Of course I cannot neglect to mention a very important teacher for all singers: other singers.  Whether through classes, rehearsals, performances, or discussions over lunch and coffee, we are constantly learning from each other.  Everyone has their unique strengths and weaknesses.  If you're struggling with something and you see someone who does it well, pay attention.  Chances are they're learning something from you too.  It's a shame that the opera industry so often turns singers against each other.  We start to see each other only as The Competition, rather than as friends and colleagues.  The truth is we can achieve more if we work together.  Learning from your peers is invaluable.

The Teacher-in-Disguise

Ok, this might sound a bit corny.  You know that person who's really annoying you?  The one you don't really like, who always seems to disagree with you?  Well they're a teacher too.  The fact that they're bringing up such strong feelings is probably an indication that there's something to be learned from them.  Perhaps they irk you because they're actually reflecting a part of you that you don't like.  Or perhaps they're confronting you with some truths that are really hard to swallow.  Or perhaps this is just an opportunity to learn more patience, kindness and understanding.  In any case, pay attention to this person.  Like everyone else in your life, they have something to teach you.  I've encountered more than a few Teachers-In-Disguise, and I'm sure there are plenty still to come.

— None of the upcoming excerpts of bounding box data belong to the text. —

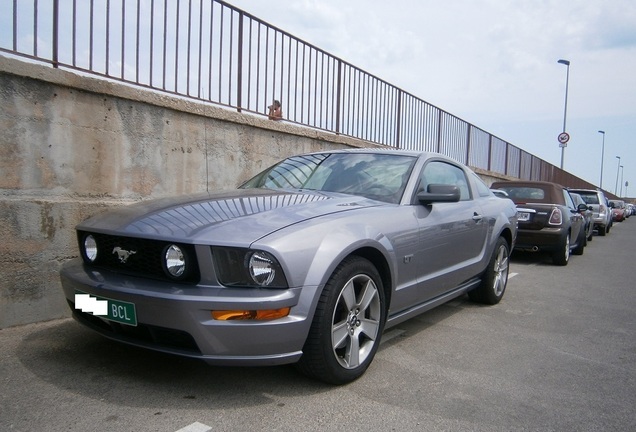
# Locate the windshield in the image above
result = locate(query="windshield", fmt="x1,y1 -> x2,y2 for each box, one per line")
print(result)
241,153 -> 416,203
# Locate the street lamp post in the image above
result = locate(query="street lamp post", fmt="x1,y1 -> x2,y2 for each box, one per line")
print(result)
557,59 -> 570,169
614,156 -> 621,195
598,131 -> 605,189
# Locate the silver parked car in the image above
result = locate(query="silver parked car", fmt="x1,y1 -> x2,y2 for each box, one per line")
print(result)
569,189 -> 612,236
61,150 -> 517,384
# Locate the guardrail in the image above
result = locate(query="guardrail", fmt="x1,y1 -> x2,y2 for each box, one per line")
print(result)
0,0 -> 596,192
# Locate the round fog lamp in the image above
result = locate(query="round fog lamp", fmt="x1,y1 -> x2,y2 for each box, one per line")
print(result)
84,234 -> 97,262
248,251 -> 276,286
165,245 -> 185,277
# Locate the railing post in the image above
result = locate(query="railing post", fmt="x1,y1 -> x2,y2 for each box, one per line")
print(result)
464,123 -> 472,165
488,134 -> 492,171
395,90 -> 402,149
236,11 -> 243,112
437,108 -> 442,153
52,0 -> 60,68
504,142 -> 510,175
336,59 -> 342,135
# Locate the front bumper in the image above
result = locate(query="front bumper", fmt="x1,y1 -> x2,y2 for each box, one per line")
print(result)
60,259 -> 318,366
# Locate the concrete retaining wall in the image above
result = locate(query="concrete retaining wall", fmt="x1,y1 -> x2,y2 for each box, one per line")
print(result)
0,56 -> 506,328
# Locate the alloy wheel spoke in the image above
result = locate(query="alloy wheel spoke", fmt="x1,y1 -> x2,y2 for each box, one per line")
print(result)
331,321 -> 349,349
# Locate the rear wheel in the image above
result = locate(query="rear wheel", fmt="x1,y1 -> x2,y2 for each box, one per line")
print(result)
552,233 -> 570,265
468,237 -> 510,305
297,257 -> 386,384
572,227 -> 587,255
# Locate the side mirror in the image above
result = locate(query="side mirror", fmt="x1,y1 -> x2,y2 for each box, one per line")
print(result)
417,184 -> 460,204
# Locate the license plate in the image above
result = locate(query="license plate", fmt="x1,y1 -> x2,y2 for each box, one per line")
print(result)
75,291 -> 137,326
519,212 -> 530,222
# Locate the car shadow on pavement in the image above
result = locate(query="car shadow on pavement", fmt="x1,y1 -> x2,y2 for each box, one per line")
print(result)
17,319 -> 332,409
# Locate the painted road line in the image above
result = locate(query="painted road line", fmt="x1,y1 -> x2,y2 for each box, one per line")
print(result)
176,422 -> 212,432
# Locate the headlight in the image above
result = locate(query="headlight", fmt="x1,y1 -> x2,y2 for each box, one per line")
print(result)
164,245 -> 186,278
84,234 -> 97,262
247,251 -> 277,286
212,247 -> 287,288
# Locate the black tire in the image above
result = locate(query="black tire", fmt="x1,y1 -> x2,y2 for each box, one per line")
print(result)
552,233 -> 570,266
468,237 -> 510,305
297,256 -> 387,384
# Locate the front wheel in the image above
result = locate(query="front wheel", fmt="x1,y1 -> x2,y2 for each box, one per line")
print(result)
297,256 -> 387,384
468,237 -> 510,305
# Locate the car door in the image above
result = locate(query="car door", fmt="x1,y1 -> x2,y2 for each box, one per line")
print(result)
563,189 -> 585,244
414,160 -> 488,301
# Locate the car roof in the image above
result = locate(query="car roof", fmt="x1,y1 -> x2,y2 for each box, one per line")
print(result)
490,180 -> 565,204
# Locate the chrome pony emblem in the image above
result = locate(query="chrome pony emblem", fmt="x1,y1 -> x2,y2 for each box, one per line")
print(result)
113,246 -> 137,264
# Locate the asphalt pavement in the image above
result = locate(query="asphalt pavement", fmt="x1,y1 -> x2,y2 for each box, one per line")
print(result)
0,217 -> 636,432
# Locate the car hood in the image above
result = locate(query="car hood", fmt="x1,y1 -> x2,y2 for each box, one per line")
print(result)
77,189 -> 388,245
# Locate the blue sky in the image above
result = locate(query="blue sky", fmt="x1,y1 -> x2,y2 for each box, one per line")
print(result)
228,0 -> 636,196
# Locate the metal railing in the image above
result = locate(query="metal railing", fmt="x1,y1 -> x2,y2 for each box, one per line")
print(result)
0,0 -> 595,192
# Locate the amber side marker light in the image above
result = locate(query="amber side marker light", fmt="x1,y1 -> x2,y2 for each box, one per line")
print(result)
212,308 -> 291,321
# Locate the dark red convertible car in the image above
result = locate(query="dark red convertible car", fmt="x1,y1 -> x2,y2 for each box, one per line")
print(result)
490,181 -> 587,265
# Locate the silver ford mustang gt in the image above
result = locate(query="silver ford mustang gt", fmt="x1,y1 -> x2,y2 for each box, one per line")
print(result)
61,149 -> 517,384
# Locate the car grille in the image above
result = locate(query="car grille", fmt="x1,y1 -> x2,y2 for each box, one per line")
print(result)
77,231 -> 201,284
68,301 -> 201,356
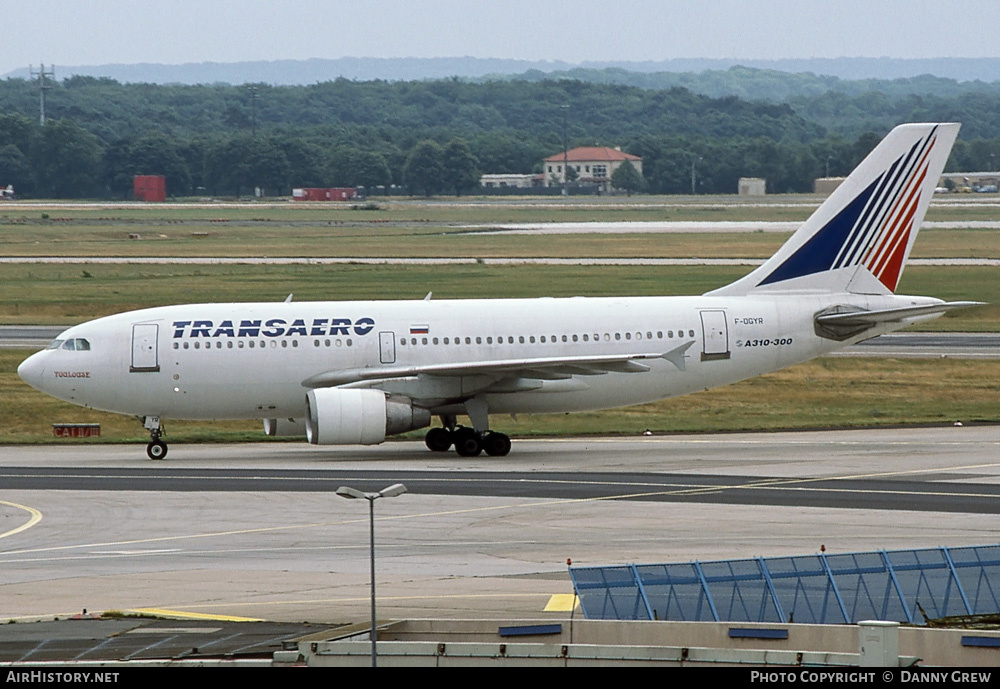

So there it is, a brief overview of my Dream Team.  Not exactly simple, is it?  But I'm starting to get the hang of it.  The trick is to know who I need when.  Sometimes I need an intense session with The Technician, and sometimes I need The Psychologist to get my mind in the game.  I might want to polish something with The Musician, or I might want The Dramatist to help me bring life to an aria.  Maybe the GP will flag up something I'm doing poorly, or the Visiting Master will give some much-needed inspiration.  Or perhaps I'll get a powerful lesson from a Peer or a Teacher-In-Disguise.  Whatever the case, I'm extremely lucky to have such a team of teachers and advisors helping me out.  With them on my side, I feel like I can conquer anything.